Nordtveit, Bjorn Harald
Periodical title: 
International Journal of Educational Development, 28 (4), pp. 405–418
This paper argues that many internationally financed literacy programs do not sufficiently take into consideration important daily life issues of the learners, including nutritional deficiencies that may hinder learning, or of children–parent–society interactions that may improve learning. As a result, many programs have become synonymous with increased supply of a low-quality education. Often, these programs address almost exclusively Education for All (EFA) international policy targets, without sufficiently addressing other poverty alleviation targets, as defined by the Millennium Development Goals (MDGs). This paper further contends that approaches that would generate the greatest effects within an EFA-perspective may not be the best way to alleviate poverty within a MDGs-perspective. Based on a case study of a women's literacy program in Senegal, this paper proposes to look at needs within an MDG perspective, and to use multi-pronged and integrated approaches to intervene in sectors where the poverty alleviation impact is the greatest. Current achievements against the MDG indicators show that significant efforts are needed to reduce maternal and child mortality, boost primary school enrollments, and remove obstacles so that a greater number of girls can attend school. One important target group for promoting greater achievements against these indicators would be young adults living in poverty, especially girls and young women. An approach that combines youth and family literacy, early child development (ECD), as well as health and nutrition interventions, could help to break a cycle of poverty that is fundamentally intergenerational in nature.
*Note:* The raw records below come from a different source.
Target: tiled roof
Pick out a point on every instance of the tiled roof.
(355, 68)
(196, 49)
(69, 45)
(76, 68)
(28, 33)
Further, it is argued that integration of these different interventions, which are usually offered as separate services (but addressing essentially the same target group) could be more cost-effective than implementing each component as separate projects. Accordingly, this paper recommends the integration of such services as nutritional training for youth and adults; information and services for family planning; training on STD/HIV prevention and management; access to immunization for children and pregnant women; assistance to obtain antenatal registration and care as well as training and treatment of existing and non-complex conditions; and, if needed, micro-nutrient supplementation.